The filaments on this sedum are so cool. It invites touching, but I don't dare because the web looks so fragile.

I love the patterning on the outside of some agave leaves.

This one is Agave Americana, and above it is A. parryii.

Other agaves create patterns in their leaf structure, like this Agave bracteosa.

Pinus contorta, the shore pines, have beautiful brushy texture.

Eryngium varifolium has beautifully marked veins creating pattern on its leaves.

These patterned veins on an Asian eggplant leaf are a gorgeous purple.

This stiff little Rhododendron impeditum has great glaucous texture. I lost two others this year, but this one is a success, probably because it gets a bit more sun in winter.

The exuberant vein patterns on this canna leaf say high summer to me.

What's your favorite pattern or texture in your garden this summer?

Monday, August 9, 2010

Sanctioned, and Unsanctioned

Or did my memory do a major nosedive? I'll explain:

Below is the perfectly good, expected even, result of planting a rhizome in spring. Helenium "Moorheim Beauty" gradually emerged from the ground and commenced blooming with dusky red flowers that turn a little golden as they age.
The blooms remind me of echinacea with their recurved petals, and I'm happy with the warm color. They're another in the MulchMaid's theme of simple, flat flowers.

But what IS this growing so apparently legitimately right next to it?

The leaves on this bruiser are about fourteen inches long, and they have the most fascinating small hooks set into the upper surface.

I've been waiting for some sign of a flower spike or stem, but nothing new is showing after months of growth.
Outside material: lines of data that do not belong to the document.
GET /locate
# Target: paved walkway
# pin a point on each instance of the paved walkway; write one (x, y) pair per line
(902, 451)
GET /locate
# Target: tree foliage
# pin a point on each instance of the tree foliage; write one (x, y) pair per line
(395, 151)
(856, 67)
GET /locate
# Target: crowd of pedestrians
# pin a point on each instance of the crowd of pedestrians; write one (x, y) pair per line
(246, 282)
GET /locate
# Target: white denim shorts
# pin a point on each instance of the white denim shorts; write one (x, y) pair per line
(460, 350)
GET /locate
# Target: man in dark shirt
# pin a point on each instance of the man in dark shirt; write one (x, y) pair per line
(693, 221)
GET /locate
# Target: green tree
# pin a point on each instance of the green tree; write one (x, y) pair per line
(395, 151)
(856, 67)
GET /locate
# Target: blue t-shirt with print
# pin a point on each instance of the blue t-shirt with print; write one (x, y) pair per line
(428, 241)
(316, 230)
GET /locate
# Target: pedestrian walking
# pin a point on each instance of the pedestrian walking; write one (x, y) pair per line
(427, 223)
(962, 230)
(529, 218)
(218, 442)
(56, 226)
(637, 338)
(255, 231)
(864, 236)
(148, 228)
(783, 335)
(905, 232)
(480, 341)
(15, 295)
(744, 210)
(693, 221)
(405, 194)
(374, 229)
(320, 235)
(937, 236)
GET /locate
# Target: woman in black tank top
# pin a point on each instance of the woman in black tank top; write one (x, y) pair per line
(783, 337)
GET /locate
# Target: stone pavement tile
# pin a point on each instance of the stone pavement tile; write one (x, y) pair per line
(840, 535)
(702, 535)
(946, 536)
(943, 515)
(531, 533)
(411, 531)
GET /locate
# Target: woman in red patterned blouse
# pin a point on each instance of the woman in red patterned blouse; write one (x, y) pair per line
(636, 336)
I keep thinking this must be something I planted as a bulb or rhizome early this spring and have just blanked on. So far, it's not giving me any clues, just more small, hooked leaves. Since I moved a few things around in that bed, I could even have accidentally moved it myself.

It's pretty interesting, and so healthy I hope it isn't some major garden marauder weed. For now, I'm willing to give it some space, and see what develops.

Of course, if you recognize it, do let me know.